Vielleicht ist es aber auch gar nicht so wichtig, wie Jesus auf die Welt kam, sondern viel wichtiger ist, warum – und wie er gelebt hat. Er kam, um Licht zu bringen. Und egal, ob von einer Jungfrau geboren oder nicht, fest steht: Die Menschen, die ihm begegneten, die mit ihm sprachen und sich von ihm berühren ließen, merkten, dass er mehr war als ein Mensch. Sie erkannten Gottes Liebe in ihm und seine Barmherzigkeit, sie merkten, dass Gott auf einmal mitten unter ihnen war. Jesu Worte und Taten wurden der Grundstein der Kirche, sein Geist und seine Lehren von Nächstenliebe, Mitgefühl und Aufopferung für die Schwächeren tragen und leiten uns auch heute noch. Jesus aus Nazareth, Christus genannt, veränderte die Welt – zum besseren. Darum gehts.
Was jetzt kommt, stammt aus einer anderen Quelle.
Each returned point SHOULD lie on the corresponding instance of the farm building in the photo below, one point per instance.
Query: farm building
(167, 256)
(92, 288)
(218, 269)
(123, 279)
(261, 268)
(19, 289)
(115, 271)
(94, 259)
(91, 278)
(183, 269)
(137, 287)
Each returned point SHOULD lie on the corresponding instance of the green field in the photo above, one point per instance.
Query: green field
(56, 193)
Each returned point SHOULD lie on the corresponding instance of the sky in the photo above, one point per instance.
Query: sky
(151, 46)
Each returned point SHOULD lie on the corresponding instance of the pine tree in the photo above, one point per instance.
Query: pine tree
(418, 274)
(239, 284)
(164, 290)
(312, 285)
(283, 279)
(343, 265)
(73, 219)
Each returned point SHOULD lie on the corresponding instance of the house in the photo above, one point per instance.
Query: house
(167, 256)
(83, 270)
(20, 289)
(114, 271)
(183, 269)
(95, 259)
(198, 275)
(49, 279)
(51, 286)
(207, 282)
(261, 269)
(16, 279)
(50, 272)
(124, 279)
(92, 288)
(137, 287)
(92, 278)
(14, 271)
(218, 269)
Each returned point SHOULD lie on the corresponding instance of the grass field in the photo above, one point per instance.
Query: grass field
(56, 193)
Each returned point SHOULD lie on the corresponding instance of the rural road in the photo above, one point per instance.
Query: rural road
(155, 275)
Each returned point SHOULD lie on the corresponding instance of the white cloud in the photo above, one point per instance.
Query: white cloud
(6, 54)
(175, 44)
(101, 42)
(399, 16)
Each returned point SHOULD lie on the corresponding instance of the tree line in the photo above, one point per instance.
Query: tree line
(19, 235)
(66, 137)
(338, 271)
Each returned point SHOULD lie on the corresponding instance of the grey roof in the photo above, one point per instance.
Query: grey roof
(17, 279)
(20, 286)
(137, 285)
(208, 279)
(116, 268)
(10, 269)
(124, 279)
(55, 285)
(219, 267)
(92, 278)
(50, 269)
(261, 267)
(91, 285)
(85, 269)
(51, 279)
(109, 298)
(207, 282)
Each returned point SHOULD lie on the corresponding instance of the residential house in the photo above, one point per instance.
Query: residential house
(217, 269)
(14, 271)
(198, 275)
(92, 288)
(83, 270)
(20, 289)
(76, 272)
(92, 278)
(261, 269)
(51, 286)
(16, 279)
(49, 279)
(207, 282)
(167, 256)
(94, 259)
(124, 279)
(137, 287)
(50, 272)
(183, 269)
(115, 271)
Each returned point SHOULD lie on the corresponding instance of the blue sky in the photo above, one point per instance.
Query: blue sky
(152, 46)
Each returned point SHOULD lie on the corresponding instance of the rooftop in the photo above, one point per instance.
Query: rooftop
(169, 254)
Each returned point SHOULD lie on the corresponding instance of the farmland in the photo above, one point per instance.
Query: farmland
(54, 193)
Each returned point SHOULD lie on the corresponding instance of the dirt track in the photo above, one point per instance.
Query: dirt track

Vielleicht feiern wir also vor allem, dass Jesus geboren wurde – und nicht so sehr, wie das geschah. Denn in der Jungfrauengeburt können wir ihn wohl kaum zum Vorbild nehmen – wohl aber in einer Menge anderer Dinge, die sein Leben ausmachten. Und das reicht vielleicht schon.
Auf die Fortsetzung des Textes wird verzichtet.